Figure 2. RCD1 protein is sensitive to chloroplastic ROS.

(A) The rcd1: RCD1-HA complementation line was used to assess RCD1-HA abundance. It gradually decreased in response to chloroplastic ROS. Leaf discs from plants expressing HA-tagged RCD1 were treated with 5 hr growth light (150 µmol m−2 s−1), high light (1300 µmol m−2 s−1), MV (1 µM) in light, or H2O2 (100 mM). The levels of RCD1-HA were monitored by immunoblotting with αHA at indicated time points. Rubisco large subunit (RbcL) detected by amido black staining is shown as a control for equal protein loading. The ‘0’ time point of the MV time course represents dark-adapted leaf discs pre-treated with MV overnight. The experiment was performed four times with similar results. (B) Chloroplastic ROS caused oligomerization of RCD1-HA. Total protein extracts from the plants treated as in panel (A) were separated by non-reducing PAGE and immunoblotted with αHA antibody. Reduced (red) and oxidized (ox) forms of the protein are labeled. To ascertain that all HA-tagged protein including that forming high-molecular-weight aggregates has been detected by immunoblotting, the transfer to a membrane was performed using the entire SDS-PAGE gel including the stacking gel and the well pockets. The experiment was performed four times with similar results.
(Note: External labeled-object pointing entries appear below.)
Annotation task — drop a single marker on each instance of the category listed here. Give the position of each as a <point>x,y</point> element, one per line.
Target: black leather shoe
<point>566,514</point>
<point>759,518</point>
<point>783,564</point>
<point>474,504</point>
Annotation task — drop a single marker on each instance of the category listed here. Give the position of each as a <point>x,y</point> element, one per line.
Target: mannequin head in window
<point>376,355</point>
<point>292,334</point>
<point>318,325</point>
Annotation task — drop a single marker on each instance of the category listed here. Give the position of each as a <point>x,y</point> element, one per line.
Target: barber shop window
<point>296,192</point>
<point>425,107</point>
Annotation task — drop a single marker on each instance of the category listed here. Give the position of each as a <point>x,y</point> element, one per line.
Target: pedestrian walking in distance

Figure 2—source data 1. Source data and statistics.
elife-43284-fig2-data1.xlsx (172.5KB, xlsx)
DOI: 10.7554/eLife.43284.012

Figure 2.

Figure 2—figure supplement 1. Characterization of the rcd1: RCD1Δ7Cys-HA lines.

Figure 2—figure supplement 1.

(A) Domain structure of RCD1 with the positions of cysteine residues shown with circles. Interdomain cysteines mutated in the RCD1Δ7Cys-HA lines (RCD1Δ7Cys = RCD1 C14A-C37A-C50A-C175A-C179A-C212A-C243A) are shown in yellow. (B) The rcd1 complementation line expressing the RCD1Δ7Cys-HA variant under the control of the native RCD1 promoter was treated with high light, MV or H2O2 as described in Figure 2. In this line accumulation of high-molecular-weight RCD1 aggregates observed in RCD1-HA line (Figure 2B) was largely abolished. Reduced (red) and oxidized (ox) forms of the protein are labeled. To ascertain that all HA-tagged protein including that forming high-molecular-weight aggregates has been detected by immunoblotting, the transfer to a membrane was performed using the entire SDS-PAGE gel including the stacking gel and the well pockets. The experiment was performed three times with similar results. (C) Independent single-insertion homozygous rcd1 complementation lines expressing RCD1Δ7Cys-HA were compared to those expressing RCD1-HA as described in Figure 1—figure supplement 1D. In all the tested lines, RCD1Δ7Cys-HA accumulated to higher amounts than the wild-type RCD1-HA as revealed by immunoblotting with αHA antibody. MV tolerance of the RCD1Δ7Cys-HA lines was not different from that of the RCD1-HA lines or Col-0. Source data and statistics are presented in Figure 2—source data 1. (D) Expression of RCD1-regulated genes was measured by real time quantitative PCR in Col-0, rcd1, two rcd1: RCD1-HA lines expressing high levels of RCD1-HA and two lines expressing RCD1Δ7Cys-HA. No difference in expression of the selected RCD1-regulated genes AOX1a (AT3G22370), UPOX (AT2G21640), or the stress-induced gene ZAT12 (AT5G59820) was detected in the rcd1: RCD1Δ7Cys-HA line as compared to rcd1: RCD1-HA or Col-0. For MV treatment detached rosettes were soaked in 1 μM MV overnight in the darkness and then exposed to 1 hr of white luminescent light of 220–250 µmol m−2 s−1. Note that inactivation of RCD1 prevented induction of a general stress marker gene ZAT12 in response to MV. Five rosettes were pooled together for each sample. The experiment was repeated twice with similar results. Source data and statistics are presented in Figure 2—source data 1.